Configure the DAGs following these steps:

  1. Holiday Calendar: This DAG retrieves the special dates from PyPi Holidays. Adjust the list of countries and years to retrieve holidays, as well as DAG parameters from the file holiday_calendar.ini. Note: Keep default values, if using sample data.

  2. Product Hierarchy Texts: This DAG flattens materials and their product hierarchies. The resulting table can be used to feed the Trends list of terms to retrieve Interest Over Time. Adjust DAG parameters in file prod_hierarchy_texts.py. If you are using sample data, keep default values. Otherwise, adjust the levels of the hierarchy and the language under the markers for ## CORTEX-CUSTOMER:. Use the command grep -R CORTEX-CUSTOMER to check all## CORTEX-CUSTOMER comments. If your product hierarchy contains more levels, you might need to add an additional SELECT statement similar to the Common Table Expression h1_h2_h3.

    There might be additional customizations depending on the source systems. Getting the business users or analysts involved early is recommended in the process to help spot these.

  3. Trends: This DAG retrieves Interest Over Time for a specific set of terms from Google Search trends. The terms can be configured in trends.ini. Adjust the timeframe to 'today 7-d' in trends.py after an initial run. Get familiarized with the results coming from the different terms to tune parameters. Partitioning large lists to multiple copies of this DAG running at different times is recommended. For more information about the underlying library being used, see Pytrends.

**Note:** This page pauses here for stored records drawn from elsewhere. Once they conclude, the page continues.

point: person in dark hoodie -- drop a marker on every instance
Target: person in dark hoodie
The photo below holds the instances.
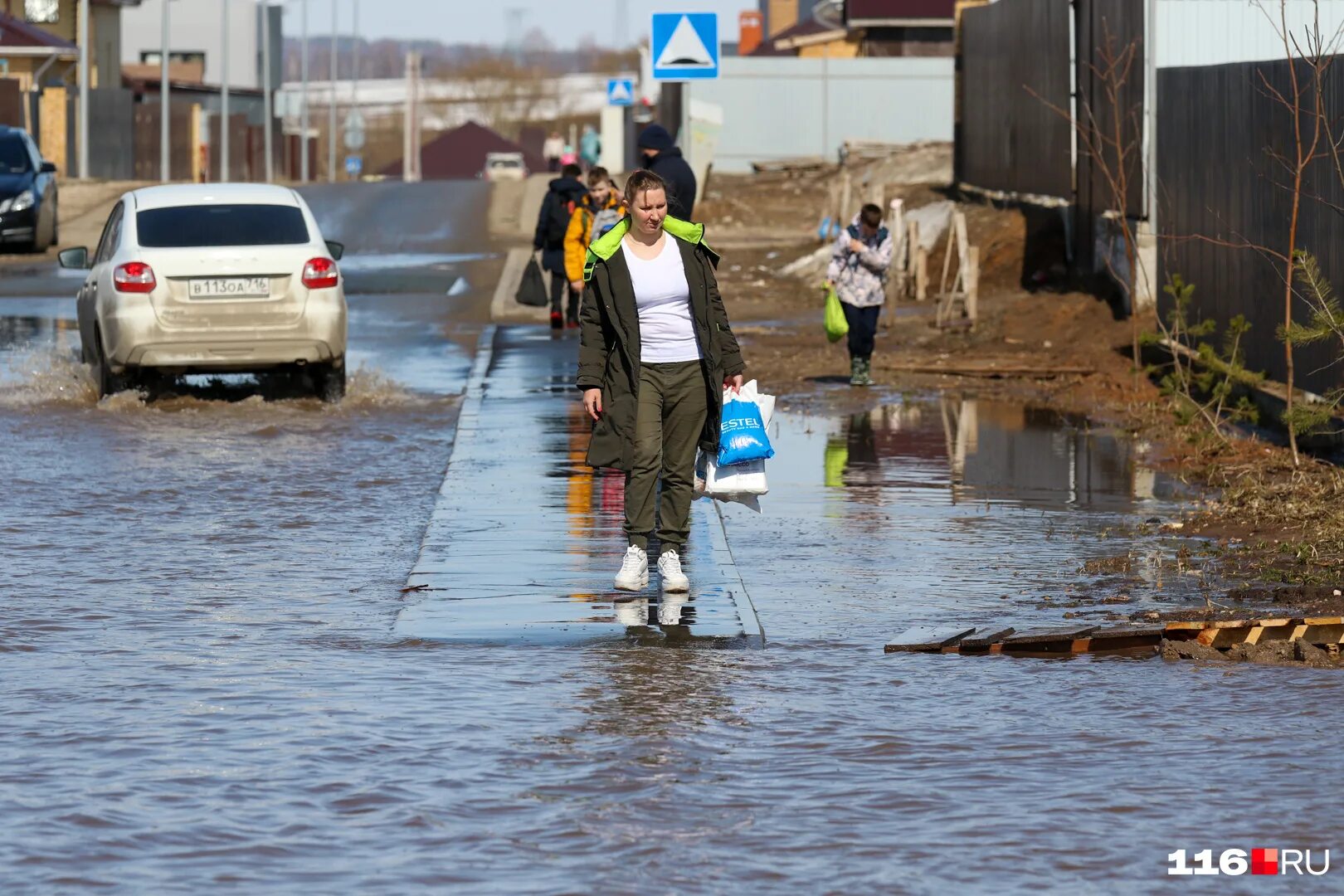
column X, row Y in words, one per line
column 663, row 158
column 566, row 192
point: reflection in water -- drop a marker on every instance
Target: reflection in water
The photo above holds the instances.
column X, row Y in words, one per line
column 986, row 451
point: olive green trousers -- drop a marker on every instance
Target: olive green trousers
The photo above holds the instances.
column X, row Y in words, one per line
column 672, row 406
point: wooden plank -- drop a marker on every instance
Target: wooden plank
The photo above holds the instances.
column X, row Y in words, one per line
column 986, row 638
column 1124, row 638
column 1049, row 635
column 926, row 638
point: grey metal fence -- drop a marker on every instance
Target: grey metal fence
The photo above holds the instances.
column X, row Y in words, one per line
column 112, row 141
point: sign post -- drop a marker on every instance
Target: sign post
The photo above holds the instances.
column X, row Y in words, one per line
column 684, row 47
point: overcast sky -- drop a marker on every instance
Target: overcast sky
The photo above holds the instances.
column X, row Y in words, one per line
column 566, row 22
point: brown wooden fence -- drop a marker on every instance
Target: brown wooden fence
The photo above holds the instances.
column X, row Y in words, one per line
column 11, row 104
column 1220, row 184
column 1011, row 140
column 1014, row 139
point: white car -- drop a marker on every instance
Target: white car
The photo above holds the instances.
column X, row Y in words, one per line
column 504, row 165
column 212, row 278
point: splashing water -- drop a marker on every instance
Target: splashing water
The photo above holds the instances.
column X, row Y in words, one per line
column 43, row 377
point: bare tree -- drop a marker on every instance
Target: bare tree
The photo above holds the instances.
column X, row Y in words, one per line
column 1109, row 134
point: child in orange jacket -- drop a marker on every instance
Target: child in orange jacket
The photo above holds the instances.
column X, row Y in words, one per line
column 600, row 212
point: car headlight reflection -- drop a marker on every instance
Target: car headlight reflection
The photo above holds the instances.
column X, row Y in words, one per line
column 17, row 203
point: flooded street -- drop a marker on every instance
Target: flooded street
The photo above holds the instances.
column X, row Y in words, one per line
column 206, row 685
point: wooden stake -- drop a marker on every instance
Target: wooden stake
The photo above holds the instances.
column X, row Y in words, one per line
column 912, row 257
column 921, row 275
column 973, row 285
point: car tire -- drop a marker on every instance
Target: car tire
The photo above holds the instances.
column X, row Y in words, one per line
column 104, row 377
column 329, row 382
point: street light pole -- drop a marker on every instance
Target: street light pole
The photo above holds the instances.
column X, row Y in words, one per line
column 84, row 89
column 223, row 101
column 303, row 101
column 265, row 89
column 331, row 112
column 164, row 169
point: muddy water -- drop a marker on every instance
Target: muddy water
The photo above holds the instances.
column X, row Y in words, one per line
column 202, row 688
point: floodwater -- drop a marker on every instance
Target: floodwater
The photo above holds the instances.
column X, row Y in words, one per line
column 203, row 688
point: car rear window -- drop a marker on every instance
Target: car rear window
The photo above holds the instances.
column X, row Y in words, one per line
column 14, row 156
column 191, row 226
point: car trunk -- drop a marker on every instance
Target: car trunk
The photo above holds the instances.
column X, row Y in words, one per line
column 217, row 271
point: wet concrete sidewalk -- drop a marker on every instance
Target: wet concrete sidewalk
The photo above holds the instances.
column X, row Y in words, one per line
column 526, row 539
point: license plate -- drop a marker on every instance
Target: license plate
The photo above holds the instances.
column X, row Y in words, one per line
column 229, row 288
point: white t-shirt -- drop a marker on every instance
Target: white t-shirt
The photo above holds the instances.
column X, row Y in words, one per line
column 663, row 297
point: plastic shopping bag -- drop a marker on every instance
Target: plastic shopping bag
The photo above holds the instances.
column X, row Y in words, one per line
column 743, row 434
column 738, row 483
column 531, row 290
column 836, row 325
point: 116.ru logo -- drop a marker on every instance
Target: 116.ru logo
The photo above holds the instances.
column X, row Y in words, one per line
column 1234, row 861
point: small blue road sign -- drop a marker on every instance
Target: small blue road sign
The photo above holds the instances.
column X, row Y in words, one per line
column 684, row 46
column 620, row 91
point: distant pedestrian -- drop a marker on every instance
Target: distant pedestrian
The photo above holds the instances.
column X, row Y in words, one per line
column 590, row 147
column 553, row 222
column 858, row 270
column 663, row 158
column 655, row 356
column 600, row 212
column 552, row 151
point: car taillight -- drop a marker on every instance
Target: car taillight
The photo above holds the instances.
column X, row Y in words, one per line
column 134, row 277
column 320, row 273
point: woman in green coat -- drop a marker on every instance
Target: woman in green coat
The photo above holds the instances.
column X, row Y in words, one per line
column 655, row 358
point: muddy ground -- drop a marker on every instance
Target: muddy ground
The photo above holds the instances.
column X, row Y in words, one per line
column 1038, row 340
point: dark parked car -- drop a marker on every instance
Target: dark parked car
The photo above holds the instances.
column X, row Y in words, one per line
column 27, row 195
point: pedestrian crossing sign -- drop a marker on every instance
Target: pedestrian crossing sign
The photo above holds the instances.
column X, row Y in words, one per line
column 620, row 91
column 684, row 46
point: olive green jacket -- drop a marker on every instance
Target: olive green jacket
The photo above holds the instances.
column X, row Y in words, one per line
column 609, row 351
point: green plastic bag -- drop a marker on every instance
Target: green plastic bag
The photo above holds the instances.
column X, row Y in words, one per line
column 836, row 325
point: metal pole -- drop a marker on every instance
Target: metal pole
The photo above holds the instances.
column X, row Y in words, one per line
column 223, row 101
column 86, row 11
column 331, row 112
column 164, row 169
column 407, row 168
column 265, row 89
column 303, row 102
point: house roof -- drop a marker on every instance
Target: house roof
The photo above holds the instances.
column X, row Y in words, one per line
column 895, row 12
column 17, row 34
column 782, row 43
column 460, row 153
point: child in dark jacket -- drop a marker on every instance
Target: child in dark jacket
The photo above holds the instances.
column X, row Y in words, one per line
column 566, row 192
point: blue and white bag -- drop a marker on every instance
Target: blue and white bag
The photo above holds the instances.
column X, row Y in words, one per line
column 741, row 483
column 743, row 434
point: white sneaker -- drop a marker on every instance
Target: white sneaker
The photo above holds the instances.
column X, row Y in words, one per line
column 635, row 570
column 670, row 570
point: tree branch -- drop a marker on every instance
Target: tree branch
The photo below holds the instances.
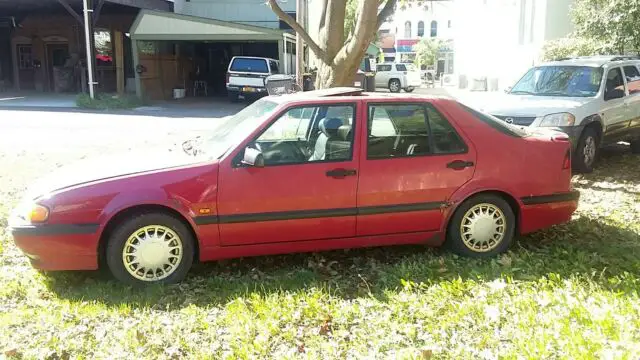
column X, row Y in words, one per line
column 299, row 29
column 386, row 11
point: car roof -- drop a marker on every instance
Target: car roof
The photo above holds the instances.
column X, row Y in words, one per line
column 594, row 61
column 349, row 93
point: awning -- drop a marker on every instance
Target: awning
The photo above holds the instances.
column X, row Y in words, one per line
column 156, row 25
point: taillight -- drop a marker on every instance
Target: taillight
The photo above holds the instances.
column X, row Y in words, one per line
column 566, row 164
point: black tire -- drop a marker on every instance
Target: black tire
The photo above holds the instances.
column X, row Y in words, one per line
column 579, row 161
column 455, row 241
column 394, row 85
column 118, row 238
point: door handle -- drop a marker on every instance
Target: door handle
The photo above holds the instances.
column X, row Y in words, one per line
column 459, row 164
column 340, row 173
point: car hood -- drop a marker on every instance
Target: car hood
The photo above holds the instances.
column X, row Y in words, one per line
column 105, row 167
column 528, row 105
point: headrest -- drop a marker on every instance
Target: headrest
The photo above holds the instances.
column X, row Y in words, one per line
column 329, row 126
column 344, row 133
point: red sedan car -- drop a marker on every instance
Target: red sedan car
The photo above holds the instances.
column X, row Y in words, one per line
column 305, row 172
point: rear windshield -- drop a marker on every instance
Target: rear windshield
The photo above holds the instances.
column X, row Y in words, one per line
column 494, row 122
column 249, row 65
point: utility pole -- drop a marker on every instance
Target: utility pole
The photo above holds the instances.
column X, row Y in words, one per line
column 299, row 45
column 88, row 36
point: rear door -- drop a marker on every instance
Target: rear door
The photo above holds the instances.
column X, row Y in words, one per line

  4. Weather: By default, this DAG uses the publicly available test dataset BigQuery-public-data.geo_openstreetmap.planet_layers. The query also relies on an NOAA dataset only available through Analytics Hub: noaa_global_forecast_system. This dataset needs to be created in the same region as the other datasets prior to executing deployment. If the datasets are not available in your region, you can continue with the following instructions to transfer the data into the chosen region. Skip this configuration if using sample data.

    1. Go to BigQuery > Analytics Hub.
    2. Click Search Listings.
    3. Search for "NOAA Global Forecast System"
    4. Click Add dataset to project.
    5. When prompted, keep noaa_global_forecast_system as the name of the dataset. If needed, adjust the name of the dataset and table in the FROM clauses in weather_daily.sql.
    6. Repeat the listing search for Dataset OpenStreetMap Public Dataset.
    7. Adjust the FROM clauses containing: BigQuery-public-data.geo_openstreetmap.planet_layers in postcode.sql.
  5. Analytics Hub is only supported in EU and US locations, and some datasets, such as NOAA Global Forecast, are only offered in a single multi location. If you are targeting a location different from the one available for the required dataset, it's recommended to create a scheduled query to copy the new records from the Analytics Hub linked dataset followed by a transfer service to copy those new records into a dataset located in the same location or region as the rest of your deployment. You then need to adjust the SQL files.

  6. Add the required python modules as dependencies before copying these DAGs to Cloud Composer:

    Required modules:
    pytrends~=4.9.2
    holidays
    
  7. Sustainability and ESG insights. Cortex Framework combines SAP supplier performance data with advanced ESG insights to compare delivery performance, sustainability and risks more holistically across global operations. For more information, see Dun and Bradstreet datasource.